You can’t avoid HIV in the sex industry. You have to think about it all the time. You have to worry about it all the time. We are all cautious, or say we are. I only really know what I do, the care I take when I’m working and playing. I go through condoms like water. I use them for friggin’ everything anal – but I’m not obsessive, double bagging or fretting over a little oral-genital contact. My threshold of concern hovers around what I see as the likelihood of infection, from all the things that I’ve read, the advice of my doctor; and I also have an unwillingness to live a life paranoid – I prefer to live it practical. Others have different lines drawn. I worry about the really young ones, those that believe that they don’t have to give it a concern, because it hasn’t touched them yet. They don’t know, and no one has died; and they make some foolish decisions. I’m dumbstruck when some of their ideas fall out of their mouths, the misguided illusions that appear sometimes when you’re both naked, and they just tell you to forget it. I’ve made it a point now to highlight how stupid they’re being.

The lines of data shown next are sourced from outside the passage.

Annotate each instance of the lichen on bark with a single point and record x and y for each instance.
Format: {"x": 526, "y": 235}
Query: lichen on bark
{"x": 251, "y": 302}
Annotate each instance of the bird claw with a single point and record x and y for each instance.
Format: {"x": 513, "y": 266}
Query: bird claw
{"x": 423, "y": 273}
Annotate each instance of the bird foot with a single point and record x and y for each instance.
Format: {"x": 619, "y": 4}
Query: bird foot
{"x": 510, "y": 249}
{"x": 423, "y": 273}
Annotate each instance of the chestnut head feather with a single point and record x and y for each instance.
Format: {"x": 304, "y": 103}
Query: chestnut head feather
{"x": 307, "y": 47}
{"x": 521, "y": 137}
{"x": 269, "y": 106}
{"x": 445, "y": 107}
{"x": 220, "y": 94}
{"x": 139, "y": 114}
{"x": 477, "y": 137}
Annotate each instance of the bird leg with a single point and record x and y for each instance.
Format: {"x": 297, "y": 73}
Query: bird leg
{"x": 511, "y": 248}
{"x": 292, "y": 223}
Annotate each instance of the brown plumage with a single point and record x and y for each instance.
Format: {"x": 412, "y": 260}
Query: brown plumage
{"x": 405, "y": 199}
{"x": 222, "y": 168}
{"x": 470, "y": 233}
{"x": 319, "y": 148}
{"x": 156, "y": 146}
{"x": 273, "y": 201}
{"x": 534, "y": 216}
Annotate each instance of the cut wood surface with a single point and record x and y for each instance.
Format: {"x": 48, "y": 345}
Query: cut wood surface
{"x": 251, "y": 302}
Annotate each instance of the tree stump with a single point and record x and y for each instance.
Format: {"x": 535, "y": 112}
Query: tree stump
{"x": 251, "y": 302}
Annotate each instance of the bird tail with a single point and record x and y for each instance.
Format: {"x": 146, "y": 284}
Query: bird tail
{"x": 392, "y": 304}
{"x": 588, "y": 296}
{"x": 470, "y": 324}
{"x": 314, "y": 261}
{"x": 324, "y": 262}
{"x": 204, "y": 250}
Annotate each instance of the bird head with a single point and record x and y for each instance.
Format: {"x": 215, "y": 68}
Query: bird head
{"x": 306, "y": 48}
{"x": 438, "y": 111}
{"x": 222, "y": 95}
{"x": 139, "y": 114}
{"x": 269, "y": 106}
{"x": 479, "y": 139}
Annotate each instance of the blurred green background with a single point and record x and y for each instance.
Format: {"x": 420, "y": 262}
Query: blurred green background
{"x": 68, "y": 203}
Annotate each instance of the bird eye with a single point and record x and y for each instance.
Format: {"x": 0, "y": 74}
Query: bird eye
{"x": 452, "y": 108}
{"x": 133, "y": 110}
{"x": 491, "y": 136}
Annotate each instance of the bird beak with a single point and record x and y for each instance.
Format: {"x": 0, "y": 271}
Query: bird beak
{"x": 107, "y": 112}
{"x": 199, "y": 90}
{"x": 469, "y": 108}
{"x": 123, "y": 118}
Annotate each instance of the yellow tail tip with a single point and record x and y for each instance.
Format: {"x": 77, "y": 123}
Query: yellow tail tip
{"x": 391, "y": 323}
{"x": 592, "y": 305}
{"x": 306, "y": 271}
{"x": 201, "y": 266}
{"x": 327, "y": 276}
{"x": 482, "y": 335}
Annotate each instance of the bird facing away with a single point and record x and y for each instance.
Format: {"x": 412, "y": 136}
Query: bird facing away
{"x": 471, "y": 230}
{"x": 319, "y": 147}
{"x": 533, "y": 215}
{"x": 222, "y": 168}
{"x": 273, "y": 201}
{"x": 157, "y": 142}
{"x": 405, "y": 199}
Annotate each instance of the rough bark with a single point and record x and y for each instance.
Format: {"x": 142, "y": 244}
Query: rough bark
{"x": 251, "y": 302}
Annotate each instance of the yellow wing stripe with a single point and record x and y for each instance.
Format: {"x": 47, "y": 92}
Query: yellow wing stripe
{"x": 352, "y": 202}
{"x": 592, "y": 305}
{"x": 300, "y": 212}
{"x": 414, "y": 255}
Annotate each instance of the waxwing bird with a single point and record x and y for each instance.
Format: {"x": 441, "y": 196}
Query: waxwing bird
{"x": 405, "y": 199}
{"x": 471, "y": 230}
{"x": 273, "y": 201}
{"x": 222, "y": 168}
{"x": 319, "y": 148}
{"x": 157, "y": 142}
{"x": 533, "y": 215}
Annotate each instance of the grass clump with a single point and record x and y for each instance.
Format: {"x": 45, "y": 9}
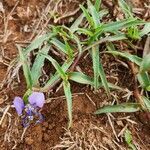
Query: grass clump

“You’re going to encounter it, sooner than you’d like to.” And fervently hope that it won’t be you that gets unlucky, that you’ll play the odds, stack them in you favour, and get to walk away with just some stories and a few hickies, not unwanted visitors in the blood. We influence random chance with pragmatism.
Unless you believe in a vengeful God. I sometimes do when I’m sleepless, staring at the irrational labyrinths on the ceiling, and trying and trace a path out of the worst convolutions and dead ends. Those nights, I can’t help but picture Him with a handful of feathered atrocities, carelessly practicing His aim. Throwing darts at the human board.